On the other hand, the urban environment had, as a by-product of colonial city planning, the effect of reinforcing some customs and traditions from homogeneous village life. As the population of Léopoldville and Brazzaville grew, it became “necessary” for the Europeans to segregate themselves from the Africans. In Brazzaville the first measures were undertaken soon after the city was named capital of French Equatorial Africa, in 1909. The European neighborhood was located on the plateau, for the higher elevation was thought to be less debilitating to the European constitution. In addition, Europeans feared that close contact with the black masses would increase the likelihood of contracting malaria. Two villages, as they were called, were reserved for the Africans, one on either side of the plateau. The southern neighborhood was named Bacongo, while the northern was called Poto-Poto, meaning “mud” or “mire” in Lingala. The former was for speakers of Kikongo and the latter Lingala. Since many spoke both, this division translated into linguistic and ethnic segregation; indeed, the French enforced the carrying of identity cards that declared ethnic origin. By dividing the Africans and constructing inequalities between the two villages they could be made to compete. Green separated the whites from the blacks – parks off-limits to Africans were positioned between the communities.64

In Léopoldville the Africans were segregated into the ville indigène. It appears that no physical segregation of ethnicities or languages was enforced as in Brazzaville; Léopoldville, Elisabethville, Kananga, Matadi and Boma were, in particular, referred to as “detribalized centers” and “centres extra-coutumiers,” as mentioned above. The administrations of Brazzaville and Léopoldville permitted and encouraged the development of associations based on ethnic or regional origin.65 This retrenchment of ethnic and regional identity was nurtured by the commonplace custom of newcomers’ staying with relatives while looking for work and housing. Furthermore, they came into close contact with West Africans:

In Brazza as in Léo, West Africans were attracted by the establishment of the first Dutch and Belgian factories, in which they fulfilled the enviable and longed-for function of accountant. But they did not come alone, and, as the Bible says, they were accompanied by their maidservant, by their donkey, by their ox, but also by their music, by their culture.66

Actually, there were two groups of West Africans who came to inhabit the Lower Congo region. Those referred to as “Haoussa” included Ivorians, Senegalese, Mauritanians and Nigerians, who occupied office jobs, positions to which the Congolese were denied access. Those called “Krou-Boys” or "Kroumen" came as warehousemen of the merchant marines from Sierra Leone and Liberia (from the Kru people of the same countries).
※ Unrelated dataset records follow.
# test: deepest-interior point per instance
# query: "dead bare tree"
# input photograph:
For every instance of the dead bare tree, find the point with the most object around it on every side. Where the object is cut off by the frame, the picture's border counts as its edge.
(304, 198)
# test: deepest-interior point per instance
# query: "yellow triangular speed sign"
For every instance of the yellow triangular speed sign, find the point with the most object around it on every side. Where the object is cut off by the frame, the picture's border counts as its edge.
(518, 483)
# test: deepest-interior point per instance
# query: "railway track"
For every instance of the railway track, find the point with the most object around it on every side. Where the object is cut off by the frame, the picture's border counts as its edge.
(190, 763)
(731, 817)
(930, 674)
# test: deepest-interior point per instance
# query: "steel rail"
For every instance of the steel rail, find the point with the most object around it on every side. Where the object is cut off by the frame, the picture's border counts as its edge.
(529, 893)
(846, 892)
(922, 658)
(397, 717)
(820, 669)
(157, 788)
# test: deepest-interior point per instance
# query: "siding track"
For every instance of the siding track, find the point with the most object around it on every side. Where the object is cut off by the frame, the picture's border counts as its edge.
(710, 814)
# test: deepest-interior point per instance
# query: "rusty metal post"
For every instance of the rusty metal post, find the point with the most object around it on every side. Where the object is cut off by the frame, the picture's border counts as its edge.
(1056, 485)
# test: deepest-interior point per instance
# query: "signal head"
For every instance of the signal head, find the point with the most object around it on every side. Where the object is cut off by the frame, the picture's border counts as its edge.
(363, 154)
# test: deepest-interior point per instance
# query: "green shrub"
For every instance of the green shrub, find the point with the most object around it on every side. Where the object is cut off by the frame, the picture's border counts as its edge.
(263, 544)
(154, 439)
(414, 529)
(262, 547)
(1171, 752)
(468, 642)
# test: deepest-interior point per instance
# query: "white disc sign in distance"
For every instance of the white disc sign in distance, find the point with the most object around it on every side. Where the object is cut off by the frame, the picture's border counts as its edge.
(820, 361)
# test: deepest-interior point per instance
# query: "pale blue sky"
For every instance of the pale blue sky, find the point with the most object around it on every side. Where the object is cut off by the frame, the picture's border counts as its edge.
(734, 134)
The Force Publique, or police and security forces, included men from Sierra Leone, Liberia, Zanzibar and Benin, chosen for police and military service, because colonial officials believed them less likely to desert, since the area was unfamiliar to them. Officials also hoped that, as they had no cultural bonds with the local society, they would less likely collude with locals against colonial authority.67 Inhabitants of many West African countries settled in the burgeoning cities along the Congo River. Together they were called “Coastmen” and “Popos” and formed a large community.68

The large-scale migration to cities precipitated cataclysmic upheavals in the terrain of identity-images. The ethnoscape of Léopoldville and Brazzaville after World War I became increasingly complex, as the multitudes mingled, withdrew into homogeneous enclaves, recirculated among one another in the job force, heard each other's musics, had the opportunity to eat each other's foods and wear each other's clothes, traveled to and from other homes in distant places, broke free of familial restrictions, assumed new obligations, and struggled to maintain a sense of dignity and hope while suffering destructive dehumanization. The challenge and celebration of survival in an environment as vertiginous and blinding as the twin cities stimulated the growth of arts awe-inspiring in their wit, creative use of restricted resources, piercing commentary and fierce dedication to the vision of a better life.